JA: Se os candidatos forem mineiros, estaremos ouvindo a vontade nacional, porque tenho dito que o Brasil está com saudade de Minas. Mas eu tenho um lado,meu candidato é o candidato do Lula.
CC:O governo do PT foi melhor que o do PSDB?
JA: Em determinadas coisas foi muito melhor. Houve algumas privatizações com as quais nunca concordamos. Por exemplo: fui contra, como senador, da alienação de mais de 30% das ações da Petrobras com direito a voto. Aquilo nunca podia ter sido feito. Em Minas fizeram coisa parecida com a Cemig, quase entregaram essas duas companhias. Veja o que aconteceu com a Argentina. Acabaram com tudo, levaram o país a uma situação de dependência enorme. Não só por excesso de privatizações como por uma política pouco nacional.

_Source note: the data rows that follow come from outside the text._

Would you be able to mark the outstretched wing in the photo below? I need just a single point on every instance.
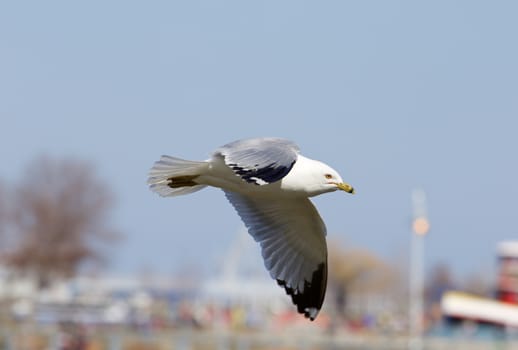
(261, 160)
(292, 238)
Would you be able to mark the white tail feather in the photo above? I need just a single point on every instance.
(167, 167)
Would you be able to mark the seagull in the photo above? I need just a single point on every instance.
(269, 183)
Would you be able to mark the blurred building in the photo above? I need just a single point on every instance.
(507, 285)
(501, 312)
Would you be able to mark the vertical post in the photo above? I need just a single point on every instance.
(420, 227)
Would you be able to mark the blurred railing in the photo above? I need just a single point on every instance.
(38, 338)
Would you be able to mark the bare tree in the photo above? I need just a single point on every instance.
(59, 219)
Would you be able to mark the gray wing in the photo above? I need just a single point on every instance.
(292, 238)
(262, 160)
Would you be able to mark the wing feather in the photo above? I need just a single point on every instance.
(261, 160)
(291, 234)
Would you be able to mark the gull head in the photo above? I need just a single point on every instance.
(313, 177)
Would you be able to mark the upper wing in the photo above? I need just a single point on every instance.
(292, 238)
(261, 160)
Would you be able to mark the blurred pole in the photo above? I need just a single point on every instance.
(420, 227)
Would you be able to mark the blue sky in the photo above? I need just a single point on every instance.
(393, 94)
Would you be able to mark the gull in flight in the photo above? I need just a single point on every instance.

CC:Faltou nacionalismo aos tucanos.
JA:Tem de haver compromisso nacional. As pessoas ficaram com medo de defender as questões do Estado. O governo Lula não representou um pensamento desfavorável ao desenvolvimento do setor privado. Ao contrário, nunca houve um governo que desse tanto apoio e tanta segurança ao setor privado.Isso não significa que o Estado deva ser retirado.

CC: Após essa convivência longa com Lula, o senhor se sente uma pessoa mais à esquerda?

JA: Sempre fui de esquerda. Uma esquerda significa responsabilidade social, para com o próximo,defesa dos interesses nacionais.
CC: O senhor apostaria em Serra ou Aécio como candidato do PSDB?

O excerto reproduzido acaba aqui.